Concept Flow - Lazy evaluation in Spark
Define transformations
Build DAG (Directed Acyclic Graph)
Trigger action
Execute DAG
Return results
Spark waits to run computations until an action is called, building a plan (DAG) first, then executing it.
rdd = sc.parallelize([1, 2, 3, 4]) mapped = rdd.map(lambda x: x * 2) filtered = mapped.filter(lambda x: x > 4) result = filtered.collect()

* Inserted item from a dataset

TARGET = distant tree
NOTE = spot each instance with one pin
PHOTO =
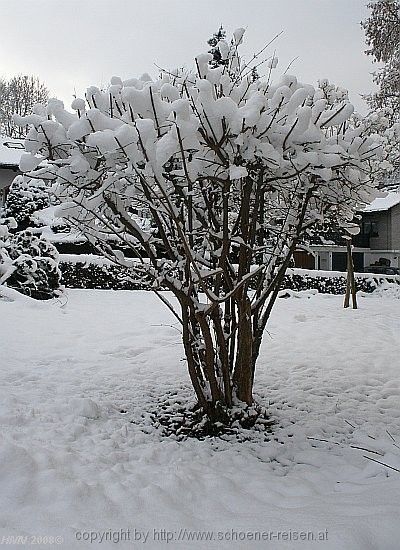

| Step | Operation | Action Triggered? | DAG State | Execution | Output |
|---|---|---|---|---|---|
| 1 | Create RDD from list [1,2,3,4] | No | DAG with 1 node (source) | No execution | No output |
| 2 | Map: multiply each element by 2 | No | DAG with 2 nodes (source -> map) | No execution | No output |
| 3 | Filter: keep elements > 4 | No | DAG with 3 nodes (source -> map -> filter) | No execution | No output |
| 4 | Collect action called | Yes | DAG ready | Execute all transformations | [6, 8] |
| Variable | Start | After Step 1 | After Step 2 | After Step 3 | After Step 4 |
|---|---|---|---|---|---|
| rdd | undefined | RDD with data [1, 2, 3, 4] | RDD with data [1, 2, 3, 4] | RDD with data [1, 2, 3, 4] | RDD with data [1, 2, 3, 4] |
| mapped | undefined | undefined | RDD with map transformation | RDD with map transformation | RDD with map transformation |
| filtered | undefined | undefined | undefined | RDD with filter transformation | RDD with filter transformation |
| result | undefined | undefined | undefined | undefined | [6, 8] |
Lazy evaluation in Spark means transformations build a plan (DAG) but do not run immediately. Actions like collect() trigger execution of all transformations. This allows Spark to optimize and run efficiently. Transformations are 'lazy'; actions are 'eager'.